Data structure manager 25 looks up the appendable object corresponding to the selected candidate location (step 625). If the appendable object is not found (decision step 630), data structure manager 25 determines whether any additional candidate locations correspond to the index entry (decision step 635). If additional candidate locations are identified, data structure manager 25 selects a next candidate location and repeats steps 620, 625, and 630. If no additional candidate locations are identified (decision step 635), no results are found for the search and System 10 returns a message “Search Key Not Found” (step 645).


If data structure manager 25 finds an appendable object corresponding to the selected location (decision step 630), data structure manager 25 performs a search for the search key (step 650) using, for example, a linear scan. If the search key is not found (decision step 655), system 10 returns a message “Search Key Not Found” (step 645). If the search key is found, system 10 returns the found index entry (step 660).

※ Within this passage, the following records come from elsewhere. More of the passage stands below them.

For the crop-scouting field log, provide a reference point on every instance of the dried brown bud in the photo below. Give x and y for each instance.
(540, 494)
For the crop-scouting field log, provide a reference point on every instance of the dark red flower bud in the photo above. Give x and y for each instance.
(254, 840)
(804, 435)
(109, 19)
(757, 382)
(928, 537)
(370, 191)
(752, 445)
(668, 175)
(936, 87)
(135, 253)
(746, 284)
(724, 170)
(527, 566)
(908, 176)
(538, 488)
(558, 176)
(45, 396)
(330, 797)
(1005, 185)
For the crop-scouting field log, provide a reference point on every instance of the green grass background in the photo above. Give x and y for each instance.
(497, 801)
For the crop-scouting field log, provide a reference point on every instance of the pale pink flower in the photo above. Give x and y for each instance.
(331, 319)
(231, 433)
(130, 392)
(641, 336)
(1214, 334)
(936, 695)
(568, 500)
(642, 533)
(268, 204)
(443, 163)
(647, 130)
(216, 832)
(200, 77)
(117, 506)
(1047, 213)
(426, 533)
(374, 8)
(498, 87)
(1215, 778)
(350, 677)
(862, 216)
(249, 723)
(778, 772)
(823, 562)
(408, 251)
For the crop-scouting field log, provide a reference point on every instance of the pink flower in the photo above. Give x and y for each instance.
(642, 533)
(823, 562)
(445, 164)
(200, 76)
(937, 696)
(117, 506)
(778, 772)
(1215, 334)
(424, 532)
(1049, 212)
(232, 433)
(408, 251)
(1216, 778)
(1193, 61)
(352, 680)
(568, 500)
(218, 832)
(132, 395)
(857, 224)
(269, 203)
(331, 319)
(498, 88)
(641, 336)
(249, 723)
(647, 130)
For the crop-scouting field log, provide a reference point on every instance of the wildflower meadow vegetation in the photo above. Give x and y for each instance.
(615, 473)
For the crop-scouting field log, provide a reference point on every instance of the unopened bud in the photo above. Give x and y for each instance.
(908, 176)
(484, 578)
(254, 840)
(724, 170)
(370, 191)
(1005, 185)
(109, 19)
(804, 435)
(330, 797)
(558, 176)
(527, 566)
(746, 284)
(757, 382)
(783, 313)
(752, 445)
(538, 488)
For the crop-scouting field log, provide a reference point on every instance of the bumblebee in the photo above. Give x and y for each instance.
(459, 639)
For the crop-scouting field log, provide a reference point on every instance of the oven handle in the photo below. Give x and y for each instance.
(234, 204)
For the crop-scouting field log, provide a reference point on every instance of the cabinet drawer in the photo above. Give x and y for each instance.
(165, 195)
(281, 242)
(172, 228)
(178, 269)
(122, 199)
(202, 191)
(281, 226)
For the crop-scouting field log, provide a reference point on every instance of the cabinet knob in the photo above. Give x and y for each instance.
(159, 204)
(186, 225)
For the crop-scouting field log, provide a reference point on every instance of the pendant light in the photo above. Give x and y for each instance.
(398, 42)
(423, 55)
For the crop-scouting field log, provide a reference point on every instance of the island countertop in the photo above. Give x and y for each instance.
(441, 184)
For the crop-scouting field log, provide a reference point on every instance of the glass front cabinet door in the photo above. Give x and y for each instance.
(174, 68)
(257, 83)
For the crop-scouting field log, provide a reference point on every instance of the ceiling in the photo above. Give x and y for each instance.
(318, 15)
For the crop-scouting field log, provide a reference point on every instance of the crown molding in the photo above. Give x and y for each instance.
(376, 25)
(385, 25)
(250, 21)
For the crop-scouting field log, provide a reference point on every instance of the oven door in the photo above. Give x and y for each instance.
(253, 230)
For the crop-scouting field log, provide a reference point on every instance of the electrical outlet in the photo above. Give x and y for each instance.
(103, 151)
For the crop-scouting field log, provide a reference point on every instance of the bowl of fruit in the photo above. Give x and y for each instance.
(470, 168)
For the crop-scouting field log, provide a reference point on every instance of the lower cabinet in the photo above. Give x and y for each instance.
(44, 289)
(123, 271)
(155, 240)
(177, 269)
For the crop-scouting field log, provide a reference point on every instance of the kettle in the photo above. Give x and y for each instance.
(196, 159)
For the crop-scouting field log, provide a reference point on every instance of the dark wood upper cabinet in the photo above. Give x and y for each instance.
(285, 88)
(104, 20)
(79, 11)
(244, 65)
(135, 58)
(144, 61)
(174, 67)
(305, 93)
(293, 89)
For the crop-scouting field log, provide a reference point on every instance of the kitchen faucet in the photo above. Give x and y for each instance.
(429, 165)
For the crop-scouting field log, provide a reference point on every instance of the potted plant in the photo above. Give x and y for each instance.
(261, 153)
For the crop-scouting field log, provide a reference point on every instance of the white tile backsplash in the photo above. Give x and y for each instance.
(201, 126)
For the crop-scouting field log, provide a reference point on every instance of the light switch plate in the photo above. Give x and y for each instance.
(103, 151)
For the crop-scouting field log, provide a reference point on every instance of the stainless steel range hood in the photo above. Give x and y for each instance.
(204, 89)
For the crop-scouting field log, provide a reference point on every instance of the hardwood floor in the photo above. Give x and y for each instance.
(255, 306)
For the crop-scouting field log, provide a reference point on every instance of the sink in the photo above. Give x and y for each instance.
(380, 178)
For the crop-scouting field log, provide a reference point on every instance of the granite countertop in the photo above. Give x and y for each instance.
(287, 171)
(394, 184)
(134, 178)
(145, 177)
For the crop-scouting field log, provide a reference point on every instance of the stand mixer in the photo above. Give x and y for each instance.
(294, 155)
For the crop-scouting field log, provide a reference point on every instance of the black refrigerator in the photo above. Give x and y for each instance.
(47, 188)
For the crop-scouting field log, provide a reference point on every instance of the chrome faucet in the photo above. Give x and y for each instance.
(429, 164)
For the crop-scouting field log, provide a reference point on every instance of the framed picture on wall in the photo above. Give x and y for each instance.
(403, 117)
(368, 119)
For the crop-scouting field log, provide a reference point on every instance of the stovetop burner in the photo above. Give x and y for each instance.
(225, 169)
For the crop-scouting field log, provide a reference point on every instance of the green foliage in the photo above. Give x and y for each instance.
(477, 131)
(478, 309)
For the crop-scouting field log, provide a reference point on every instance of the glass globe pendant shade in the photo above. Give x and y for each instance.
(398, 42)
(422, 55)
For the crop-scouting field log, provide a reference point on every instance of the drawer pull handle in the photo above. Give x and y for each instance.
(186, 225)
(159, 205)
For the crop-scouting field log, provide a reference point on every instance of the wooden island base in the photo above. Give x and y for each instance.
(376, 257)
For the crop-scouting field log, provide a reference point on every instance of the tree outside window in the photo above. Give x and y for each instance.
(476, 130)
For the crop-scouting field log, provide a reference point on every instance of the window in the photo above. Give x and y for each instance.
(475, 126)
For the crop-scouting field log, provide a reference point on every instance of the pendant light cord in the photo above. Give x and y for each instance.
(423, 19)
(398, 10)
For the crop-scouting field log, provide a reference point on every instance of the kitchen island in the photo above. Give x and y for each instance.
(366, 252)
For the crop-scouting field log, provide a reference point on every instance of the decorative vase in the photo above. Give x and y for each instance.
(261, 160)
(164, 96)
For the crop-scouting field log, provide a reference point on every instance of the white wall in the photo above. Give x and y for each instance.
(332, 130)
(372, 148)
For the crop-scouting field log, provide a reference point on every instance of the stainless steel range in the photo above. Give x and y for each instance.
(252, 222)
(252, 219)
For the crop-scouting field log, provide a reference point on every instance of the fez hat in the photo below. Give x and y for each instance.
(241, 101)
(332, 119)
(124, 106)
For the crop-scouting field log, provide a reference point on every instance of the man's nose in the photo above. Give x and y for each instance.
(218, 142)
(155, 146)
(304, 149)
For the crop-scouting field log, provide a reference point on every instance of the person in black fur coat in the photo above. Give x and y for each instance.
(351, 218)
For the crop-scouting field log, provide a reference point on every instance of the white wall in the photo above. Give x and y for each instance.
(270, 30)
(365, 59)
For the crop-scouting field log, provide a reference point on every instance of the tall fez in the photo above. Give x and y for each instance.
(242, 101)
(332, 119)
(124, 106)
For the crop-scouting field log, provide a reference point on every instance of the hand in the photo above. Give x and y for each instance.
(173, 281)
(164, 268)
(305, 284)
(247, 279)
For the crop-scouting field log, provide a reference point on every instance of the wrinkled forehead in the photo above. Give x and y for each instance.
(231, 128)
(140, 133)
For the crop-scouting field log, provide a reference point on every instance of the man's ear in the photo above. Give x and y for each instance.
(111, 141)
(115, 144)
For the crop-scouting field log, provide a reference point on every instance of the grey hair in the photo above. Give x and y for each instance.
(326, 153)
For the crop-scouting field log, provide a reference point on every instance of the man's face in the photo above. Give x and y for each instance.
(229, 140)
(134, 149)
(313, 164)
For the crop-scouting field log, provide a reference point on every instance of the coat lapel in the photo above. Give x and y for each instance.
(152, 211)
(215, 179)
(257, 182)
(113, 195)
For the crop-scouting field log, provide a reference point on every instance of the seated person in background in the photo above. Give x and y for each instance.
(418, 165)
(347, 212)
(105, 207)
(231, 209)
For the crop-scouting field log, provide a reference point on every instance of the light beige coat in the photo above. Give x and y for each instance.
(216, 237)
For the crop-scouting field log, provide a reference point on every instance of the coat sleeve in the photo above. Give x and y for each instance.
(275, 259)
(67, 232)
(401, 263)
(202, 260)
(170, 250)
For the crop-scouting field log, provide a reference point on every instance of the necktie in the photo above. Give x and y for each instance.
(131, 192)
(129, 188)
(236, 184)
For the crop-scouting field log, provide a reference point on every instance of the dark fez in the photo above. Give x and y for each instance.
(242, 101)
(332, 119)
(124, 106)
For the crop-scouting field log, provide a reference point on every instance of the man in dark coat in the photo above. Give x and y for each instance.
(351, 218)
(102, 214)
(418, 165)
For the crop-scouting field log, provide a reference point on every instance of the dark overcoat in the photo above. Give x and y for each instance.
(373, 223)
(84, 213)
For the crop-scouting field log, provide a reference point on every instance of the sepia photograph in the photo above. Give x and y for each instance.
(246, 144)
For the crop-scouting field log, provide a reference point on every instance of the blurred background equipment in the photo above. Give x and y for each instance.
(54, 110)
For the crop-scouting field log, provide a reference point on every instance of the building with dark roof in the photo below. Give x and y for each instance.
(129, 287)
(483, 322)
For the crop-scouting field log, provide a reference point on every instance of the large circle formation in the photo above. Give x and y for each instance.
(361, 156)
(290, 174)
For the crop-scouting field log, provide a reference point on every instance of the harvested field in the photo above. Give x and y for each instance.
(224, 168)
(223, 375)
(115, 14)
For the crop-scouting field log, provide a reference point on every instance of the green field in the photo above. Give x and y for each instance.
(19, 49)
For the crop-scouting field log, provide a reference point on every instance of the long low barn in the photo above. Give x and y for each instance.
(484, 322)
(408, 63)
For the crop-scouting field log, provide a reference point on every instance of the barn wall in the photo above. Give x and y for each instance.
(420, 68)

In one embodiment, the index may comprise multiple entries corresponding to the search key. Data structure manager 25 searches the candidate locations to return all the index entries corresponding to the search key.



FIG. 7 illustrates a method 700 of system 10 in creating and maintaining a log such as an audit trail, a database log, or some other type of journal. Data structure manager 25 creates a log as an appendable object (step 705). Data structure manager 25 writes log entries to the appendable object (step 710). If, according to some predetermined criteria such as, for example, time, data structure manager 25 determines to close the log (decision step 715), data structure manager 25 changes the type of the appendable object to immutable (step 720). The log can no longer be modified. Otherwise (at decision step 715), data structure manager 25 continues to write log entries to the appendable object (step 710) until the log is closed.


Each log operation can be committed immediately after the log operation has been performed. In one embodiment, several operations are committed in a group to improve performance. Typically, a log is divided into fixed size or fixed duration parts for ease of management. Each of these parts can be stored in a storage object of System 10.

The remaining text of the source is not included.